Loin de l’image de la vahiné, France Charruyer, a forgé sa capacité d’adaptation à travers les pérégrinations de ses parents. Nourrissant une imagination prolifique à travers la littérature, passion que lui inculque son père, élevée à la débrouillardise et au dépassement de soi, elle apprend aussi différentes disciplines sportives, une nécessité sous les îles du vent et sous les ordres paternels. « Je n’ai pas toujours eu une éducation facile mais elle a été riche. Je devais savoir monter à cheval, me battre, etc. J’ai fait beaucoup de plongée sous marine, et aujourd’hui encore, je m’évade parfois le week-end sur ma planche à voile. J’ai conservé ce rapport très fort à la nature », livre-t-elle. Passée d’une école par correspondance à un collège de jésuites, elle obtient un bac scientifique en Nouvelle Calédonie. « Ramener de mauvaises notes n’était pas une option pour moi », se souvient celle qui a évolué parmi des cultures différentes. Une diversité d’esprit qu’elle retrouve lors de sa maîtrise de droit anglais – droit et éthique médicale, droit privé à l’université de Kent, après l’obtention d’une bourse. « J’ai retrouvé un melting-pot qui me manquait à Toulouse. J’ai adoré cette porte ouverte sur le monde qu’offrait cette université. Je voulais d’ailleurs rester en Angleterre. J’ai été acceptée au King’s College de Londres mais j’ai dû rentrer en France. Aujourd’hui, c’est mon fils qui va profiter de cette expérience universitaire », sourit-elle. D’ailleurs le droit était-il une vocation ? « Ça l’est devenu. À la base, mon père m’a mis dans un avion à 18 ans direction la France et m’a conseillé de suivre cette voie. Je ne regrette pas de l’avoir écouté ».

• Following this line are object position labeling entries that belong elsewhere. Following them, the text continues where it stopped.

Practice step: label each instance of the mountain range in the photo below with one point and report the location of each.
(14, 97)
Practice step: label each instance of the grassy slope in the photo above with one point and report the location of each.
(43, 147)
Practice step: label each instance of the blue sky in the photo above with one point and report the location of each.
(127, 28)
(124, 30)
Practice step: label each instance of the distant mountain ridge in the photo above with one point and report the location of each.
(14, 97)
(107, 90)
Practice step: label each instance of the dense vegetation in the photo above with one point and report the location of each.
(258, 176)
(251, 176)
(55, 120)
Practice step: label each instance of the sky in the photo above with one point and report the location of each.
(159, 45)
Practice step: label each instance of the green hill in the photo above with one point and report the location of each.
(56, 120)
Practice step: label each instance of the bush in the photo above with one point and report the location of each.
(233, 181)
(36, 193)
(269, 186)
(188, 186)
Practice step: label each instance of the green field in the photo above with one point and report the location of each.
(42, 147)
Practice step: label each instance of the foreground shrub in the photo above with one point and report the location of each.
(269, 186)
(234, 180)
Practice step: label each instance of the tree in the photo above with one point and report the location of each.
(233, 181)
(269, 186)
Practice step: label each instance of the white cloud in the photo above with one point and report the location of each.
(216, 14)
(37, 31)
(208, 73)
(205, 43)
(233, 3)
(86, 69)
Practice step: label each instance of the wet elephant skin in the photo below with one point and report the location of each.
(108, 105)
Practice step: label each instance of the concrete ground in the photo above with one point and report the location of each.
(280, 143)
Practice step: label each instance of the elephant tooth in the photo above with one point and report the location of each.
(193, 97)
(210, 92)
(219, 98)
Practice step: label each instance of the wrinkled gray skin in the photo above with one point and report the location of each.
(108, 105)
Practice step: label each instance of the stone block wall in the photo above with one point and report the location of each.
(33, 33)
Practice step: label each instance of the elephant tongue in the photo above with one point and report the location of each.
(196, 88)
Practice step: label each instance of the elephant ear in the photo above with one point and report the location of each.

De retour dans l’écrin de briques rouges toulousain, elle ne le quittera plus. Son diplôme de droit en poche, la jeune femme, qui bûche ardemment pour laisser tomber le masque de la timidité, remporte notamment un concours d’éloquence, le Prix Maurice Garçon en 1994, sur un thème pour le moins surprenant « Faut-il brûler les sorcières ? », ce qui lui permettra d’étoffer sa liste de clients.
De 1994 à 2002, assistante de Jean-Pierre Marty pour le droit des affaires, puis de Philippe Lamouroux, pénaliste et personnalité du barreau toulousain, elle appréhende les rouages du milieu. « Ma première plaidoirie fut un dossier contre le Bâtonnier Matheu en social ». Elle trace en parallèle son propre chemin, portant un regard particulier sur le numérique, encore confidentiel à l’époque, avant de créer son cabinet. « Ma carrière aurait été plus facile dans le Pacifique mais je n’aime pas la facilité », relève-t-elle. Ses faits d’armes ? « Un de mes plus beaux souvenirs résulte de la défense du peintre Juan Jordà, aujourd’hui décédé, qui m’a profondément marqué. Il a orienté mon exercice professionnel, à savoir exercer librement en structure indépendante », conclut la passionnée qui a créé récemment la Fondation de Kader Belarbi sur la promotion du spectacle vivant et la volonté d’être hors les murs.